Governor Bill Haslam has signed a controversial bill into law that allows counselors to refuse treatment based on religious beliefs.
The original wording of the bill allowed a therapist to turn away clients based on the therapist’s “sincerely held religious beliefs.”
The bill has been highly criticized, saying it discriminates the LGBT community.
Tennessee ACLU Executive Director Hedy Weinberg released the following statement in response:
“We are disappointed that the governor has chosen to sign this troubling bill into law. This measure is rooted in the dangerous misconception that religion can be used as a free pass to discriminate. Allowing counselors to treat some potential clients differently from others based on their personal beliefs defies professional standards and could cause significant harm to vulnerable people. This law is yet another attack on the LGBT community in the wake of marriage equality — but we will continue to fight until LGBT Tennesseans are treated fairly and equally in every part of their lives and in the greater community.”
However, Governor Haslam said the bill allows counselors the chance to refer clients to another counselor, and does not target a specific group or belief.
Because of the new law, the Tennessee Equality Project started a new initiative called "Counseling Unconditionally."
The upcoming online directory will provide a list of "inclusive" counseling professionals across the Volunteer state.
Thursday morning, Tennessee Democratic Party Chair Mary Mancini spoke out against the new law in the following statement:
"Governor Haslam has done a dangerous disservice to the people of Tennessee by signing this bill into law. Professional counselors have said that it violates their code of ethics by allowing clients to be treated differently and that it could be harmful to children and young adults in rural areas who already have limited access to licensed therapists. Let's just call it what it is, an extremist Republican majority drunk with power and failing to stand up for the fair and equal treatment of all the people of Tennessee."
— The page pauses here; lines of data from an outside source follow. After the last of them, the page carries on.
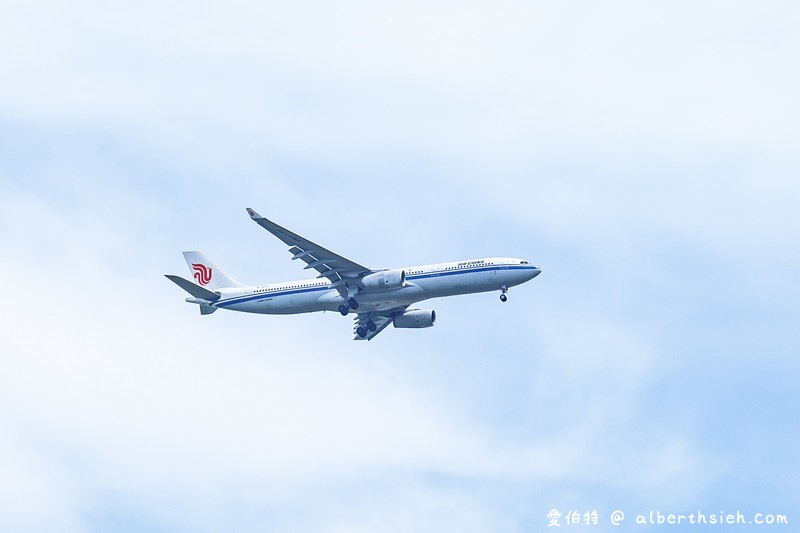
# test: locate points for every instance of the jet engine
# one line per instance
(415, 318)
(386, 279)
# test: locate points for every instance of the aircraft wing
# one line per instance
(336, 268)
(381, 320)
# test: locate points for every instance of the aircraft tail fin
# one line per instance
(195, 290)
(207, 274)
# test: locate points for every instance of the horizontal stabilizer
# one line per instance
(195, 290)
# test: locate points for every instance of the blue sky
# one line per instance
(644, 155)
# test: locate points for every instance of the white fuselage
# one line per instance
(421, 283)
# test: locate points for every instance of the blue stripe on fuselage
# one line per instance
(267, 295)
(470, 271)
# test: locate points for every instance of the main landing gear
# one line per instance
(351, 304)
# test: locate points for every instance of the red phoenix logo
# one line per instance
(202, 273)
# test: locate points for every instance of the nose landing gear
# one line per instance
(503, 291)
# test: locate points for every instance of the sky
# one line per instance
(643, 154)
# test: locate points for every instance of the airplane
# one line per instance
(377, 297)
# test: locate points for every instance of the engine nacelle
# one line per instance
(416, 318)
(387, 279)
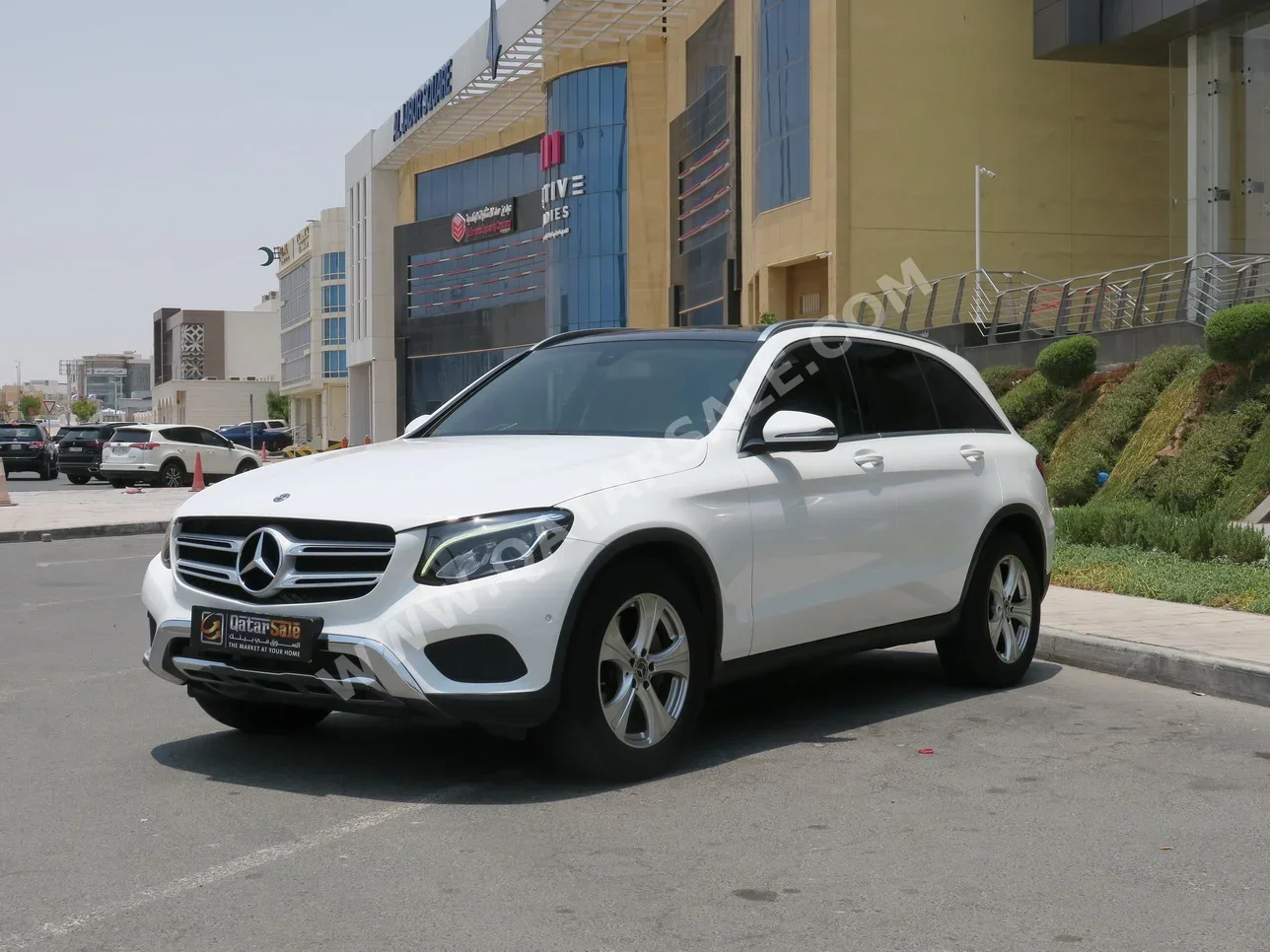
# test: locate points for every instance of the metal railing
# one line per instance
(1004, 307)
(956, 299)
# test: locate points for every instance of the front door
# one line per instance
(821, 522)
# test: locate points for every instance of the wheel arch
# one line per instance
(1023, 520)
(675, 545)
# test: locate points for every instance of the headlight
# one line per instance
(166, 552)
(488, 545)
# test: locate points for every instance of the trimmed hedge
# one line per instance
(1251, 484)
(1080, 456)
(1068, 361)
(1202, 472)
(1002, 379)
(1139, 454)
(1028, 400)
(1238, 334)
(1199, 538)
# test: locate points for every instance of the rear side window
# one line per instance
(957, 404)
(891, 391)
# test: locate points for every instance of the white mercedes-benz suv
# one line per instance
(586, 540)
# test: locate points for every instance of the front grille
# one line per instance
(316, 560)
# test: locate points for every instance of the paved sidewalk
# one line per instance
(89, 514)
(1212, 650)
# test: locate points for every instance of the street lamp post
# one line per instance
(979, 171)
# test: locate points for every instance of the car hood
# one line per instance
(410, 483)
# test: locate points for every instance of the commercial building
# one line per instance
(214, 369)
(109, 379)
(314, 329)
(629, 163)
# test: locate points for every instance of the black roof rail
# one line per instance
(772, 329)
(573, 335)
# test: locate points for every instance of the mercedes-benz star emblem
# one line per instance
(259, 561)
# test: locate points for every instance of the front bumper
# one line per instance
(374, 652)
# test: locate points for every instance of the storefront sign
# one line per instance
(427, 98)
(486, 221)
(555, 215)
(551, 150)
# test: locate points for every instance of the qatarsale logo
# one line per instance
(498, 219)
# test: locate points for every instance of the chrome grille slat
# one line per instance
(317, 560)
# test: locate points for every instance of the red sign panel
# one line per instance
(551, 150)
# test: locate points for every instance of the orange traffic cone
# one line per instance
(4, 488)
(198, 474)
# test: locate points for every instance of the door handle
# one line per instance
(867, 459)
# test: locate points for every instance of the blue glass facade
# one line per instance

Haslam released the following statement after signing the bill:
“Although Senate Bill 1556 has received attention for its perceived focus, my job is to look at the actual substance of the legislation. After considerable thought and discussion with counselors both for and against the bill, I have decided to sign Senate Bill 1556. There are two key provisions of this legislation that addressed concerns I had about clients not receiving care. First, the bill clearly states that it ‘shall not apply to a counselor or therapist when an individual seeking or undergoing counseling is in imminent danger of harming themselves or others.’ Secondly, the bill requires that any counselor or therapist who feels they cannot serve a client due to the counselor’s sincerely held principles must coordinate a referral of the client to another counselor or therapist who will provide the counseling or therapy,” Haslam said.
“The substance of this bill doesn’t address a group, issue or belief system. Rather, it allows counselors – just as we allow other professionals like doctors and lawyers – to refer a client to another counselor when the goals or behaviors would violate a sincerely held principle. I believe it is reasonable to allow these professionals to determine if and when an individual would be better served by another counselor better suited to meet his or her needs.”